In proposing the adoption of a Plan of Action for Africa at the Genoa G-8, later approved at Kananaskis, Italy sought to respond to the need to identify, in this broad and complex field, the priority actions for the achievement of the goal of an Africa free of conflicts, hunger and oppression. We thus understand fully well the African demand that this meeting not be yet another UN ritual exercise, destined to have no impact on reality, but that it instead mark a gear shift, sanctioning a collective commitment to targeted action on priority goals.
We will of course convey this sense of urgency also to the G-8, through our incoming Presidency of the Group. The visions and perceptions of the African leaders that emerge from this meeting will be an important legacy in view of an updating of the G-8 African Action Plan, which we wish to keep firmly anchored to the principle of African ownership. We are ready to build on your inputs.

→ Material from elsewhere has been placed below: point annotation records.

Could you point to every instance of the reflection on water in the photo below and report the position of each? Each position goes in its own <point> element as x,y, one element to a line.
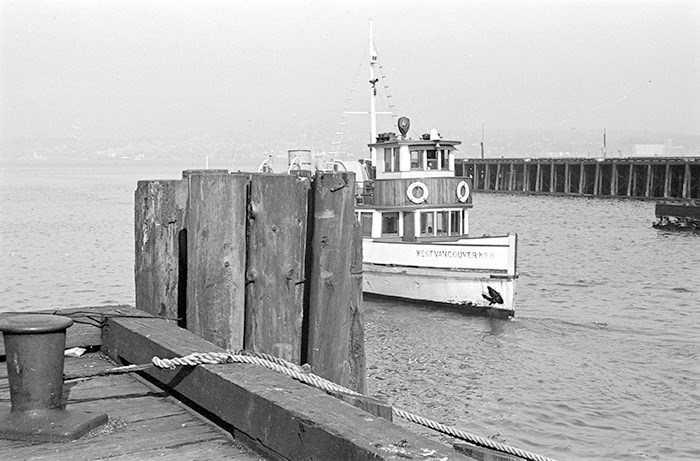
<point>600,362</point>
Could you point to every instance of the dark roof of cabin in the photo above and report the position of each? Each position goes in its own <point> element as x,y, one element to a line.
<point>417,143</point>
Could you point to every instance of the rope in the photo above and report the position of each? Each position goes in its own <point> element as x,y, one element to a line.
<point>300,374</point>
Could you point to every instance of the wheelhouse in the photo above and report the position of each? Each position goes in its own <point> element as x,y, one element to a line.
<point>413,193</point>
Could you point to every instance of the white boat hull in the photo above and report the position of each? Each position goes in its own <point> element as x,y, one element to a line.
<point>493,265</point>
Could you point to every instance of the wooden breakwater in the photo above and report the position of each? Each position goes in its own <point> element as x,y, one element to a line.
<point>639,178</point>
<point>263,262</point>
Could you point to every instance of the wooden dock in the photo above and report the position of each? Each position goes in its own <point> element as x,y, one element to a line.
<point>144,422</point>
<point>269,412</point>
<point>270,264</point>
<point>638,178</point>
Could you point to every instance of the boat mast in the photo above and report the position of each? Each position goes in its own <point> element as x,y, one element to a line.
<point>373,93</point>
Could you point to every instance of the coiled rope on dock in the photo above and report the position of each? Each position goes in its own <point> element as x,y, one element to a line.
<point>301,374</point>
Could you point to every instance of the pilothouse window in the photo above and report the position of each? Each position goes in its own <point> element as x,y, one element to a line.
<point>366,223</point>
<point>432,159</point>
<point>445,159</point>
<point>416,160</point>
<point>390,223</point>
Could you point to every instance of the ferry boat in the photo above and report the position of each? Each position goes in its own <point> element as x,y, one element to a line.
<point>414,213</point>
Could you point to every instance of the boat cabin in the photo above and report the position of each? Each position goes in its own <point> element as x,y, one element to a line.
<point>411,193</point>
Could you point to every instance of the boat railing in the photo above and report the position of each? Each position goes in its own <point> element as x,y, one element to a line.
<point>364,193</point>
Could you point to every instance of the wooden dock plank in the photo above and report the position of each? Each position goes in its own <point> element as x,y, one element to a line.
<point>284,416</point>
<point>86,330</point>
<point>144,422</point>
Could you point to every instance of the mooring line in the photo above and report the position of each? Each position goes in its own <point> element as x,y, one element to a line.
<point>300,374</point>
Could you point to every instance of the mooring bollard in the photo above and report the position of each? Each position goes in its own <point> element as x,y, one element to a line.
<point>34,345</point>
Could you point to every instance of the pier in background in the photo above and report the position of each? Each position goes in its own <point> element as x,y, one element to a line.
<point>633,177</point>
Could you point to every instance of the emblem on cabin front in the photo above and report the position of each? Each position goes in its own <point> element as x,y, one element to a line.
<point>462,191</point>
<point>417,196</point>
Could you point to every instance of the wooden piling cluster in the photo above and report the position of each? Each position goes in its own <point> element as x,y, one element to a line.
<point>263,262</point>
<point>643,178</point>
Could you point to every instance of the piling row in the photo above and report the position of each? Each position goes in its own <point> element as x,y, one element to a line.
<point>261,262</point>
<point>643,178</point>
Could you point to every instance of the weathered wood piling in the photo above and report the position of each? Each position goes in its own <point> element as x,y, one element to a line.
<point>263,262</point>
<point>640,178</point>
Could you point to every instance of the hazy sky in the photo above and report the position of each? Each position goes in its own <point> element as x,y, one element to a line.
<point>164,68</point>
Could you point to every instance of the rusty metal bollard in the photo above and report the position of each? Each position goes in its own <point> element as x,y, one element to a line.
<point>34,345</point>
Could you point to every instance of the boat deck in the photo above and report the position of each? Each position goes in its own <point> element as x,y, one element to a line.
<point>144,422</point>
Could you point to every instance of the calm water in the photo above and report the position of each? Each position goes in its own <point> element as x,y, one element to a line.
<point>601,362</point>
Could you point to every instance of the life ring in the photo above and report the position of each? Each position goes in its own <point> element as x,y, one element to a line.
<point>412,197</point>
<point>463,191</point>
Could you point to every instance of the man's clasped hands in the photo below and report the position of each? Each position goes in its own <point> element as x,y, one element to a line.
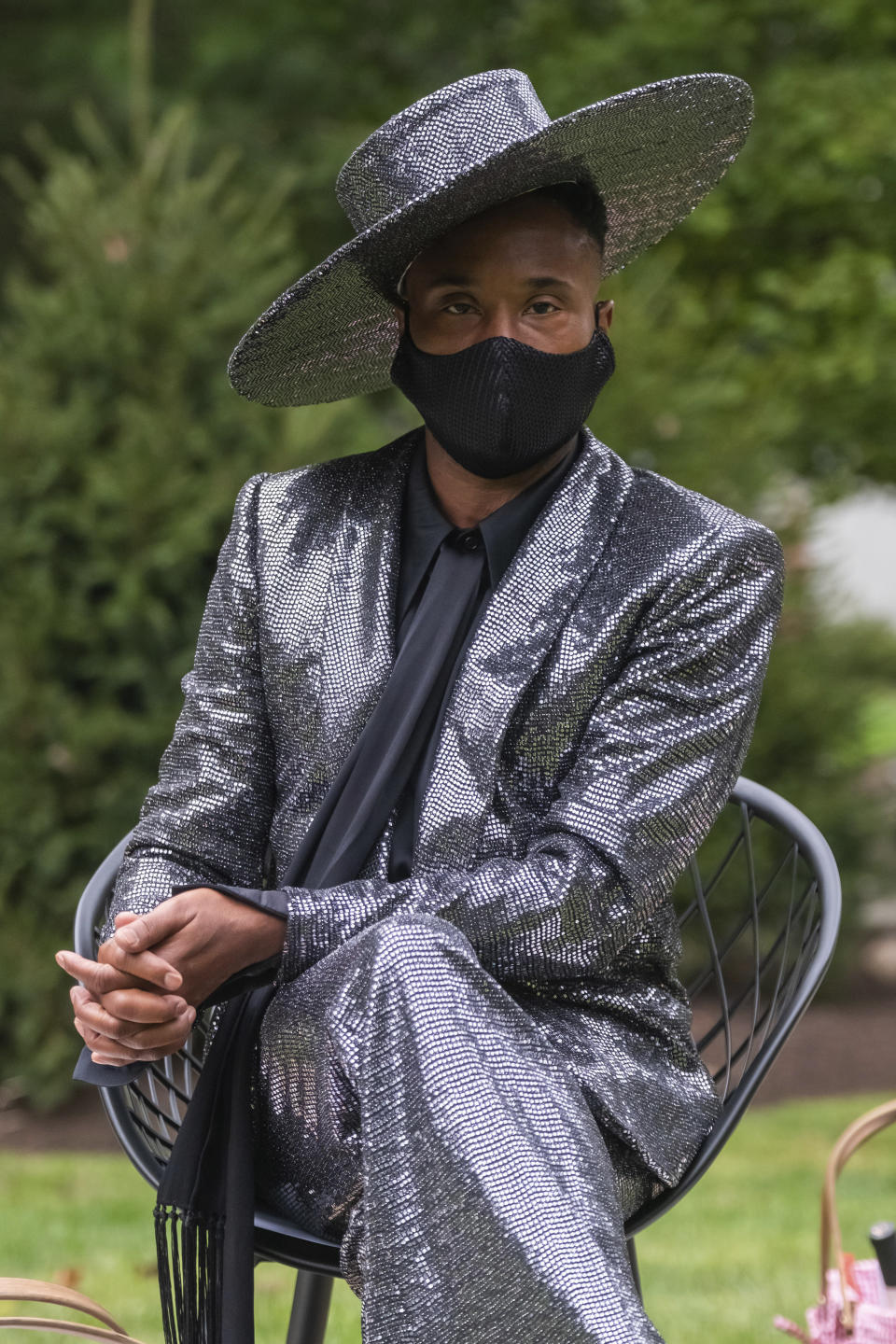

We have taken note of the strong demand for enhanced flows of resources, although let us not forget that ODA is not the only response to Africa`s special needs. We believe that improving the quality of assistance should also be a key priority. As governance in Africa continues to advance at national and local level, assistance should become more predictable in time and less bound to conditions. This also means greater harmonization between donors to avoid useless duplication of projects and greater respect for priorities, procedures, and systems of local Governments. At the high-level forum of Accra, two weeks ago, I realized how widely these concerns are shared. After the Rome, Paris and Accra declarations, at the Doha Conference next November, we will need to make a new leap forward, defining the framework of future commitments.
The achievement of the goal of a conflict-free Africa proclaimed by the Heads of State and Government of the African Union is one of the strategic goals on which proper modalities and instruments of implementation will have to be identified, on the basis of shared priorities. Also in this area, the common denominator of the Italian contribution is, and will be, the promotion of African ownership in the maintenance of peace and security on the continent.
In advancing this priority, we should aim to a balanced strengthening of African institutional capacity in the areas of early warning, preventive diplomacy, peace keeping, peace building and post-conflict recovery and reconstruction. The implementation of the 10-year Capacity Building Plan of the African Union must be the fulcrum of a synergetic action between the UN, regional organizations such as the European Union, and Member States. This is, indeed, the philosophy behind the Italian-African Peace Facility, approved in 2006 with an initial allocation of 40 million euros.
This type of structural action must be supplemented by a political action, especially at the UN. The ownership of the African regional and sub-regional organizations on the ground should be reflected in their ownership of the decision-making processes taken in New York. Our action in the Security Council is constantly inspired by this vision, for the purpose of intensifying and structuring cooperation between the Council and the main regional stakeholders in the management of crises on the continent. The joint meeting of 8 April 2008 between the UN Security Council and the AU Peace and Security Council was a historic step in this process to which we were happy to contribute.
The sustainability of the goal of a stable and secure Africa will depend, nevertheless, on our ability to tackle the root causes of instability. The fight against extreme poverty, youth unemployment, and environment degradation in Africa are our collective interest. This makes it essential for each member of the international community to contribute to the greatest extent possible and according to its own capability and sense of responsibility. We are strong supporters of effective multilateralism as a tool to mobilize a uniform commitment in which everyone should feel involved.